The transparency is a crowd favorite.

Outline Changes and Challenges - .5 weeks - $500


This was a good tactic implemented close to the right time. The ideal stay for this tactic is the stage we chose it under
- Stage 5, Communicate. The feedback is spot on - It is useful to hear what will be changed and what change efforts
GlobalTech is hearing, but even more so, employees are happy to hear that they will be making an effort to celebrate
and preserve some of the positive things that have made GlobalTech successful. I

Constant Repetition of Vision – 2 weeks - $5000


This was a great tactic chosen and we implemented it close to the right time. The optimal timing for this tactic would
also be Stage 5, Communicate. I can understand why that stage would be ideal, as it is important to constantly
communicate this. What I found interesting was that Guy remarks on how they have incorporated their vision and
strategy messages into the manager presentations, company newsletter and training sessions. The most crucial thing
he says: “There’s not a single person who can’t tell me where we’re going and how we’re getting there.” That is huge!
Employees understand the mission and are willing to back it up.

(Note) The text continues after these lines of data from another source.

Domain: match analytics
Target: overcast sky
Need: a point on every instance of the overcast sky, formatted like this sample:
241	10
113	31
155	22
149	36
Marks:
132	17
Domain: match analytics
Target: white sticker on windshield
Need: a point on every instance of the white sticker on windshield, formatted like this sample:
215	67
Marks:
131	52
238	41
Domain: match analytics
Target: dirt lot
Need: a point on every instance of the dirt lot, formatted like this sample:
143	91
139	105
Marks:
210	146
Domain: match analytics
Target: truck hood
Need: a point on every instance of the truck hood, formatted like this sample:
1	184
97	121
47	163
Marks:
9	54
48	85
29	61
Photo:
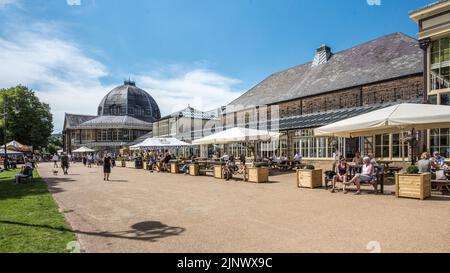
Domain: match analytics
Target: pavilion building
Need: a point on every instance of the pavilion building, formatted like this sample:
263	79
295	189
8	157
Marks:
434	39
333	87
124	115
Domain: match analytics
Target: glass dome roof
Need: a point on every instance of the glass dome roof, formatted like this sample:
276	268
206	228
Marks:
129	100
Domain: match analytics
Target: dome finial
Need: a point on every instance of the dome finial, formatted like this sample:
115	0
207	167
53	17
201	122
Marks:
129	82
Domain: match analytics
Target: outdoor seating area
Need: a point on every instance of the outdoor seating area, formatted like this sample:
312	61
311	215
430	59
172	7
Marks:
362	174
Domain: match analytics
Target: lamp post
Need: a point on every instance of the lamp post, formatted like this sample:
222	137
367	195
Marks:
5	161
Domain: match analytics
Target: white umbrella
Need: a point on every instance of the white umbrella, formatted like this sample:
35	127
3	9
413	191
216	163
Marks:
160	143
83	150
9	152
237	134
397	118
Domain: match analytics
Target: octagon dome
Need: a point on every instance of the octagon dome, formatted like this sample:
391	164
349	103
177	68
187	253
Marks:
129	100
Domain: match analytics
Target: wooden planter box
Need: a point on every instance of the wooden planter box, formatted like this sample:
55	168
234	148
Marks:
309	178
218	172
258	175
174	168
413	185
194	170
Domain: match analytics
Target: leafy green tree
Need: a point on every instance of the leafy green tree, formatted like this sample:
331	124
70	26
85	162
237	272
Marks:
29	120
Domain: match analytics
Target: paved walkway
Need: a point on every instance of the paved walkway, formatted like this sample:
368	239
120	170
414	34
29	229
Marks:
141	212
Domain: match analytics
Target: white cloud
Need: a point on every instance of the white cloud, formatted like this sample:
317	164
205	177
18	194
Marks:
73	2
60	73
200	88
4	3
65	77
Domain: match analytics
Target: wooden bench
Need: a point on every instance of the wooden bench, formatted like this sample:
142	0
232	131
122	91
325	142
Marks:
440	185
378	176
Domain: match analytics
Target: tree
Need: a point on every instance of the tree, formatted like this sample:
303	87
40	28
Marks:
29	120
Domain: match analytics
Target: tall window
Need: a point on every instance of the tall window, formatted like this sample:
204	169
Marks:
313	147
397	142
440	64
382	146
440	141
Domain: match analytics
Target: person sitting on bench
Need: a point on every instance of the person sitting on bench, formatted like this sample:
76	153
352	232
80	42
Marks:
365	176
341	173
26	172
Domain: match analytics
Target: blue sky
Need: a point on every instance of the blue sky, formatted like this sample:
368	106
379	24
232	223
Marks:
199	52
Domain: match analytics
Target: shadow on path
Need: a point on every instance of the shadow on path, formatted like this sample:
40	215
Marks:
150	231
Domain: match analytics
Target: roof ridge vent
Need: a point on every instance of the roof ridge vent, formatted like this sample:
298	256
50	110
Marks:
323	54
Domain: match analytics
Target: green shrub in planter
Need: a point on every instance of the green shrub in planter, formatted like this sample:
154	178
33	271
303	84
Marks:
412	170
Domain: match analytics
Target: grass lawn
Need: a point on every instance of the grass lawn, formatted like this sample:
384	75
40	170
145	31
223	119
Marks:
29	218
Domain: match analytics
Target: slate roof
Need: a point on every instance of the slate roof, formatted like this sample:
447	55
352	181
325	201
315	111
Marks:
73	120
190	112
429	6
121	122
325	118
391	56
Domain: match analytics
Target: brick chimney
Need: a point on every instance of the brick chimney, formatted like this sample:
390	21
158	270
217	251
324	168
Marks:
323	54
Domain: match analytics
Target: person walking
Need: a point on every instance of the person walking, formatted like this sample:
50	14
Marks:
89	160
106	167
55	159
65	163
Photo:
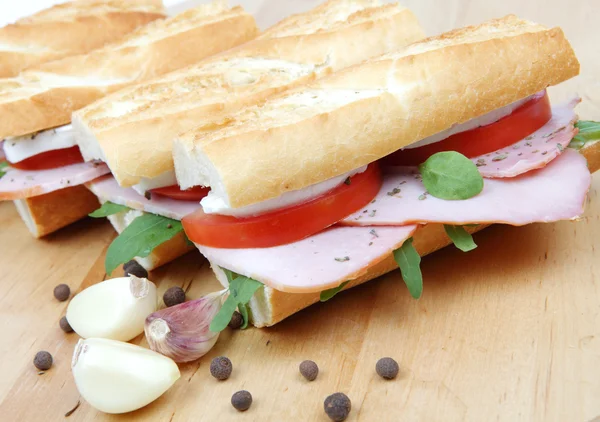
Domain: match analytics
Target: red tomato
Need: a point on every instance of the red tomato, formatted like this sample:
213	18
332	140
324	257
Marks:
50	159
175	192
485	139
288	224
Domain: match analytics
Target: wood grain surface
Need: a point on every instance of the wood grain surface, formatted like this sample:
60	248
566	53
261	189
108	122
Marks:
508	332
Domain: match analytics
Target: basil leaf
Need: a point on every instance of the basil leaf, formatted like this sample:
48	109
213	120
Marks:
108	208
144	234
409	261
223	317
588	131
461	238
329	293
243	288
3	165
451	175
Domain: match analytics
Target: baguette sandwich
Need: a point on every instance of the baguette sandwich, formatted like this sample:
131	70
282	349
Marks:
132	130
71	28
46	170
340	181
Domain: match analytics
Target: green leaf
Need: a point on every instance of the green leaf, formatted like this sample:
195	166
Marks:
329	293
460	237
144	234
409	261
3	166
451	175
588	131
223	317
108	208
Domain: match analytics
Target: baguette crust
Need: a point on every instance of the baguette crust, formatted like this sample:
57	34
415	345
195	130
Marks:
71	28
45	96
132	130
269	306
368	111
44	214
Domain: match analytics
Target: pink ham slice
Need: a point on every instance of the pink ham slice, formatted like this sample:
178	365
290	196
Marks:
536	150
556	192
19	184
107	189
320	262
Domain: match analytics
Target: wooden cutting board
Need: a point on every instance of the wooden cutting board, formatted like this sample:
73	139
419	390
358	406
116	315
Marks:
510	331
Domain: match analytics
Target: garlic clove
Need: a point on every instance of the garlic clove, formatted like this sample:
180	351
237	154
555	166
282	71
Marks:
182	332
118	377
114	309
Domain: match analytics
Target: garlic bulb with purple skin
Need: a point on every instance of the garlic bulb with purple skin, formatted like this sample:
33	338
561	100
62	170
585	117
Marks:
181	332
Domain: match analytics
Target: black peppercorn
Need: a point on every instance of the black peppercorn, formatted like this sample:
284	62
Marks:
134	268
42	360
241	400
64	325
387	368
174	296
309	370
337	406
220	368
62	292
236	320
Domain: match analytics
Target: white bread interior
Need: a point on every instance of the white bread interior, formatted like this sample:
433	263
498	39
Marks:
164	253
45	96
71	28
269	306
365	112
44	214
132	130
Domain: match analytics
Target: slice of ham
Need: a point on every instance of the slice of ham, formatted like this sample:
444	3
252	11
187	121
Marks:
556	192
20	184
536	150
107	189
320	262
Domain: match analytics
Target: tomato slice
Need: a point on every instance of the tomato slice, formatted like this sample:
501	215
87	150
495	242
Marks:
175	192
288	224
522	122
50	159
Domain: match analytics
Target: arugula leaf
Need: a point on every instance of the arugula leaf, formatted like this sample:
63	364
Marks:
460	237
451	175
144	234
223	317
3	165
588	131
241	290
329	293
409	261
108	208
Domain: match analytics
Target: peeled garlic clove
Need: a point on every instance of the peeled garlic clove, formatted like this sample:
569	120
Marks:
181	332
117	377
114	309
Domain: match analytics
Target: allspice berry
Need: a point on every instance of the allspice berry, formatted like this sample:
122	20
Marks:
241	400
387	368
337	406
221	367
236	320
309	370
62	292
64	325
134	268
42	360
174	296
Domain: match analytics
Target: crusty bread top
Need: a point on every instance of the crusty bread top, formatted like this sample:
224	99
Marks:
71	28
45	96
365	112
132	130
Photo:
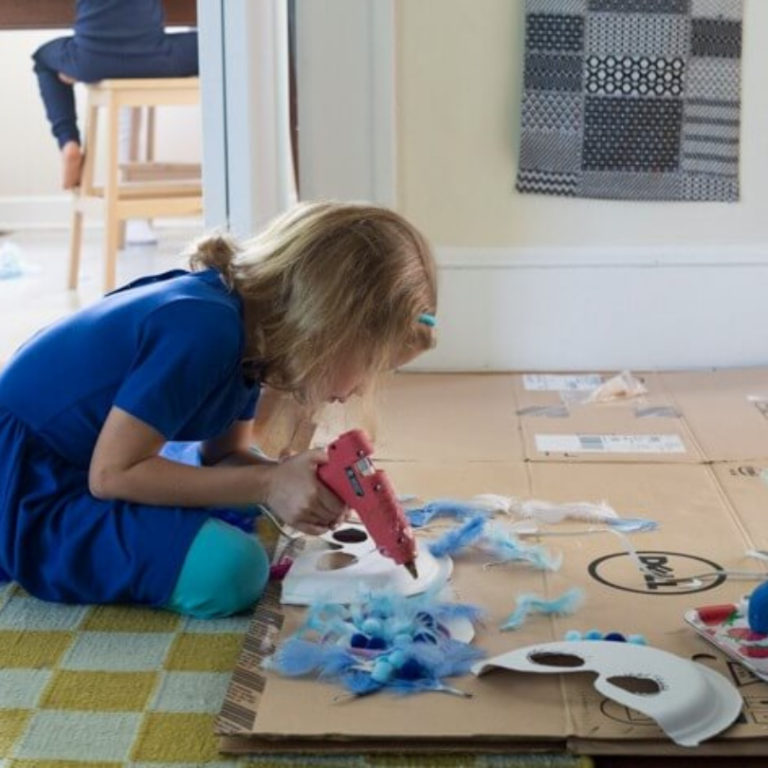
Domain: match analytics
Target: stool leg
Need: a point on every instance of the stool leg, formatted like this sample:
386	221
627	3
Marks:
86	185
112	223
75	245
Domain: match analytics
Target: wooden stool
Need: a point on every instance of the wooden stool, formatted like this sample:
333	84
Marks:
134	190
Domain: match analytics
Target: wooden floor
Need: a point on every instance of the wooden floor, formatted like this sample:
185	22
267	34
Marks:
30	302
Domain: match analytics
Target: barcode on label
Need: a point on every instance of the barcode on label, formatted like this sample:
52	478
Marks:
591	443
548	382
609	444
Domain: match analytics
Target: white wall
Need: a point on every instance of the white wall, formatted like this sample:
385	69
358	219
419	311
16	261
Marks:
530	282
30	190
536	282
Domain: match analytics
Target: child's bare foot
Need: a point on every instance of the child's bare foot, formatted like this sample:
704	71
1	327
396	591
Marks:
72	164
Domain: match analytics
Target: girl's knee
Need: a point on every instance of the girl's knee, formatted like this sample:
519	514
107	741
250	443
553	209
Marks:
225	572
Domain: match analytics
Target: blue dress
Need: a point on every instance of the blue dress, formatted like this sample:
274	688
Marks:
168	350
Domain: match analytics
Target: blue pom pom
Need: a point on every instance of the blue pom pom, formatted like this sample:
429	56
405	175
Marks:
382	671
377	644
371	627
426	619
412	670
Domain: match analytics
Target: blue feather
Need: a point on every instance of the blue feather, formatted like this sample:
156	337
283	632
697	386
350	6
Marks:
461	510
633	524
507	548
564	605
459	538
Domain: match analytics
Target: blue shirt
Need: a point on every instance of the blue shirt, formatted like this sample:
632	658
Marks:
127	27
167	349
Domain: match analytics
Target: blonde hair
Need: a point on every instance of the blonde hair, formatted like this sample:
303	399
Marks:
329	283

Departmental Q&A Sessions - 3 weeks - $5,000


This tactic did not go over very well; A great tactic implemented too late. I can understand why the feedback would be
mixed at the end of the communication tactic. Maybe the employees needed this to happen way earlier. It is important
for feedback and thorough communication and as Change Agents, we knew that. The people want to be heard. This
should have happened sooner in Stage 4, Motivate.
Act
Develop Training Infrastructure – 4 weeks - $30,000
This tactic was a good tactic implemented close to the right time at a 46% buy in. The feedback emulates high spirits
and the concept of learning how to support teams as a manger really is shining through in John Simons’ (Marketing
Manager) reviews. I believe we chose this during a good phase, Act. Not too soon, not too late.

Teams Training - 3 weeks - $20,000


This tactic was a good tactic implemented close to the right time. At a 49% buy in, Guy Tremblay, Vice President of
Human Resources sounds upbeat and happy about the implementation of this. I think having teams training under
“Act” is a better and more realistic time to train teams rather than some of the other team tactics we chose that were
implemented too soon. Change takes time, and often times people need to cope before they really attack it with a full
on buy in.

Fire One Employee – 2 weeks - $40,000


We chose to fire Scott Bell, Vice President of R&D for persistence and blocking. To my surprise, this proved a very
effective tactic coming in at 53% and close to the right time. I say it was to my surprise because not all of us in our
Change Agent team agreed on firing Scott. We had mixed choices on our employees to fire, but came to the
consensus that this choice may be addition by subtraction. Scott simply blocked moving forward for GlobalTech. He
was not bought in to change or the concept of commercializing itself. It was necessary to remove him around the time
we did rather than keep Scott around and build the organizational resistance to him up.